Text and photos by Kimmy Baraoidan and Chris Quintana
“Actually, totoo kasi ‘yung sinasabi na ‘Sino ba’ng may gusto ng history?’ (Actually, it’s true, the saying, ‘Who even likes history?’” said 36-year-old Sari Saysay, director of Sining Banwa, a community-based theater group from Legazpi City, Albay. We were sitting on the steps of one of the side entrances to the D.L. Umali Hall in the University of the Philippines Los Baños, talking about the group’s original rock musical Oktubre, just right after the show.
The rock musical was part of the 2nd Likhandula International Arts Exchange and Collaboration, a week-long arts festival organized by the Arts Research and Training Institute in Southern Tagalog Incorporated (ARTIST, Inc.) in cooperation with the National Commission for Culture and the Arts.
Oktubre is about the 1917 October Revolution in Russia (also known as the Bolshevik Revolution), where leftists, led by the leader of the Bolshevik Party Vladimir Lenin, revolted against the provisional government—a group of leaders composed of Russian bourgeois capitalists. This particular one is actually the second of two revolutions that occurred in Russia—the first one in February 1917—that put an end to imperialist rule.

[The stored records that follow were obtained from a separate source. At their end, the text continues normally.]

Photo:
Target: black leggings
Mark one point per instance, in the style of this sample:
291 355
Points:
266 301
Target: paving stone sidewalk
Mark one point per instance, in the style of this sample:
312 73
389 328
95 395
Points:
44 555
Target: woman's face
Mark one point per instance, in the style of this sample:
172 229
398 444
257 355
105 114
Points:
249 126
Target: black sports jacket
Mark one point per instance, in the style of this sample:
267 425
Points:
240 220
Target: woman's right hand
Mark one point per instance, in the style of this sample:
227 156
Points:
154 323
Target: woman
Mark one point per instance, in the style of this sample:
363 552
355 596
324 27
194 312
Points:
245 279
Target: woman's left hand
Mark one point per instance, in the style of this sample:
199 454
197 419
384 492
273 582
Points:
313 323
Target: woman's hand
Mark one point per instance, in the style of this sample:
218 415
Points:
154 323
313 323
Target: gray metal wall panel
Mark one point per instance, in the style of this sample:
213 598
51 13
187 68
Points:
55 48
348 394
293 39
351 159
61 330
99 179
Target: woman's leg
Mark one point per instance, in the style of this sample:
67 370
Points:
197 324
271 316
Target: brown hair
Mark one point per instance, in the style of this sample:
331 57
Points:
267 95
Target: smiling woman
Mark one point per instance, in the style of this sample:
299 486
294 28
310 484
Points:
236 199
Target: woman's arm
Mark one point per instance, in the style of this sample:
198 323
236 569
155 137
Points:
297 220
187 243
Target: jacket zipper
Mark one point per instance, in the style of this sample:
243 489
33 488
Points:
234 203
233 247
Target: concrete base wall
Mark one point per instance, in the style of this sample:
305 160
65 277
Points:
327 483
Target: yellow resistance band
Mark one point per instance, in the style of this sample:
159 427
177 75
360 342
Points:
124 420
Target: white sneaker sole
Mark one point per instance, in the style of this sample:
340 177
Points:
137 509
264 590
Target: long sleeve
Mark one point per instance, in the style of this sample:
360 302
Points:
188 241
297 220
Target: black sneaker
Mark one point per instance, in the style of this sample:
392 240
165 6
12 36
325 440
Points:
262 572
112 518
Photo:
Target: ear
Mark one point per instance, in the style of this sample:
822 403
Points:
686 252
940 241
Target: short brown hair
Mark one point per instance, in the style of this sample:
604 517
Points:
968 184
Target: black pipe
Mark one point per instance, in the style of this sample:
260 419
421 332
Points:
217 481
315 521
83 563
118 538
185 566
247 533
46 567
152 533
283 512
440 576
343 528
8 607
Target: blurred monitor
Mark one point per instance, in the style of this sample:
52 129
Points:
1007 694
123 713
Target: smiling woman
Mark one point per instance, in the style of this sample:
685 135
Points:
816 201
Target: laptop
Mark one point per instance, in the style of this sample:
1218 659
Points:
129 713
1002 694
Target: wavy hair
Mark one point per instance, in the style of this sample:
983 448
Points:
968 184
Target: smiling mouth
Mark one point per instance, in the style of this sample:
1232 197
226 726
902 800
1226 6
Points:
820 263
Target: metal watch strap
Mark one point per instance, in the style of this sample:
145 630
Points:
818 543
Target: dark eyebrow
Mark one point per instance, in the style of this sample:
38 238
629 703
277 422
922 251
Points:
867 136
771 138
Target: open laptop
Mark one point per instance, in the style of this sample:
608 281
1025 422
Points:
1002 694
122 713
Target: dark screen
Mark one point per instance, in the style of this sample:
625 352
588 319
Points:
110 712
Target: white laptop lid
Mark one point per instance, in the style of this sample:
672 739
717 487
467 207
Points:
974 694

These two revolutions occured during the time when Russia was still in the process of industrialization. They were sparked by persistent social unrest due to poor conditions of industrial workers, overcrowding, food shortages, and poverty. Lenin was intent on forming a Soviet government that would be ruled by councils made up of soldiers, peasants, and workers. In October 1917, the Bolsheviks successfully took over government buildings and other strategic areas in Petrograd (now Saint Petersburg), and soon established a new government with Lenin as head.
Having people, especially the youth, read history can catapult them to dreamland in no time, but delivering it to them in an art form such as theater can be much more effective in opening their eyes and ears to the past.